Upgrades at a Low Cost
Upgrades that add value should be cheap enough to justify the cost because the total cost of a manufactured home is relatively low compared to traditional housing options. Major renovations, such as adding square footage or moving walls, may be too costly to recoup when the time comes to sell. Painting the interior and exterior, upgrading the plumbing and lighting fixtures, and adding new cabinets and appliances are all inexpensive fixes that will improve the appeal of a manufactured home to potential buyers.
Upgrades that are more energy efficient
Installing energy-saving upgrades to a manufactured home will not only save money right away, but will also add long-term value. Energy-saving upgrades include installing energy-efficient windows and doors, adding more insulation, applying weather stripping and caulk, and installing insulated skirting, according to the US Department of Energy. Manufactured homes, as opposed to local building codes, are governed by the Manufactured Home Construction and Safety Standards, or "HUD Code."

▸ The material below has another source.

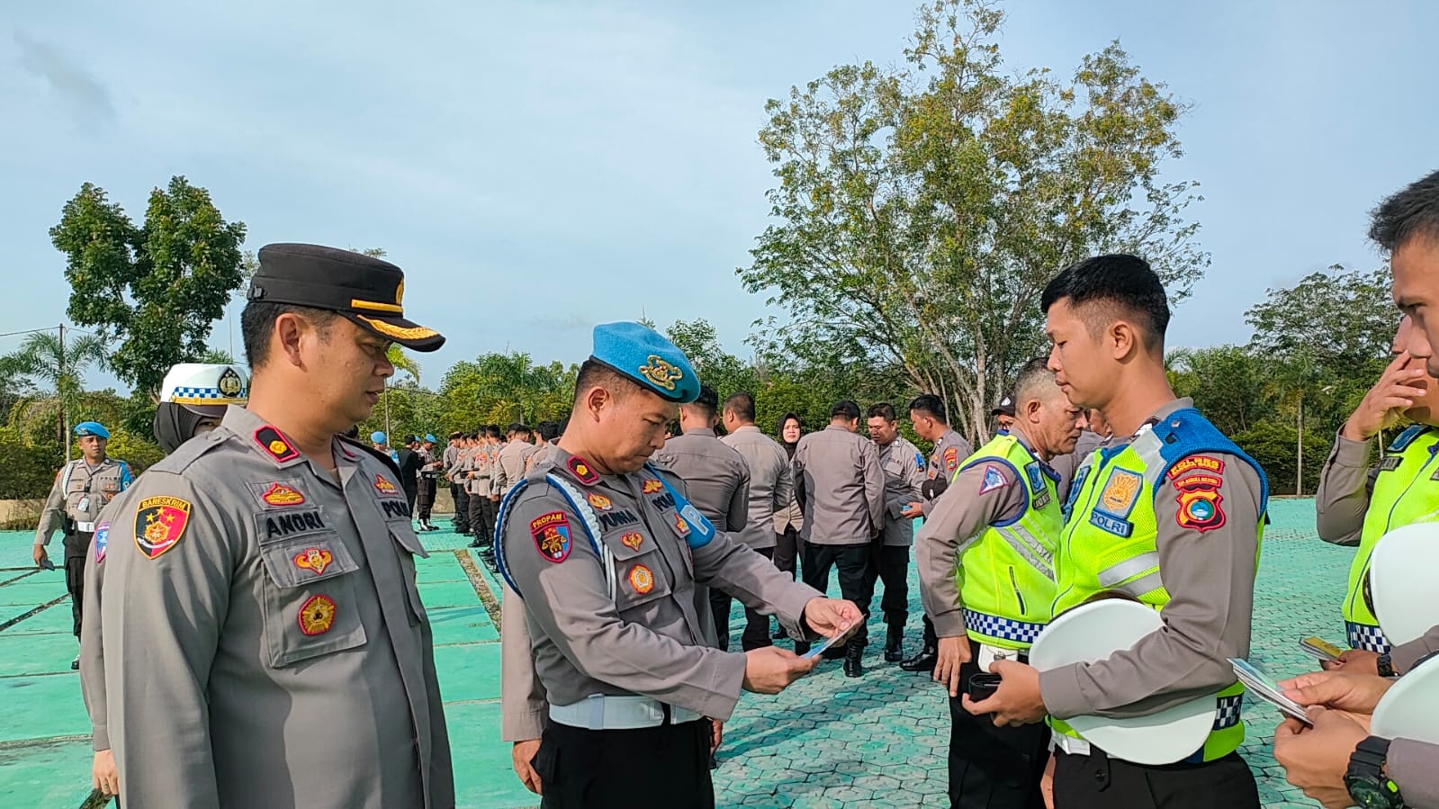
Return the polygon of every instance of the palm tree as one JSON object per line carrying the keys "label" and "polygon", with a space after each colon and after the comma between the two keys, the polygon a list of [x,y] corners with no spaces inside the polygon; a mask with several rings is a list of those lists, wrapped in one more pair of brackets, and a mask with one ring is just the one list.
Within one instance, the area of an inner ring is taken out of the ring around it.
{"label": "palm tree", "polygon": [[65,445],[69,459],[66,428],[68,415],[73,412],[83,393],[82,380],[91,366],[104,370],[109,360],[105,341],[94,334],[78,334],[63,340],[60,334],[39,331],[24,338],[20,347],[0,358],[0,364],[39,390],[40,396],[58,404],[56,435]]}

Maintaining and staying on top of required repairs is one of the best ways to either keep or add value to a manufactured home. When determining the value of a property, including manufactured homes, appraisers and real estate agents consider the property's quality. A home in excellent condition will usually command a higher asking price. Additionally, prospective buyers prefer a house that is ready to move into.
Placing on Real Property
Because of the limited financing options, manufactured homes on leased lots are more difficult to sell. As a result, they can be up to 50% less expensive than manufactured homes built on the homeowner's land. Despite the fact that relocating a home can be expensive, the value gained can be significant, even after moving costs are deducted from the final appraised value. Consult with a real estate expert to see if this is a viable option for you.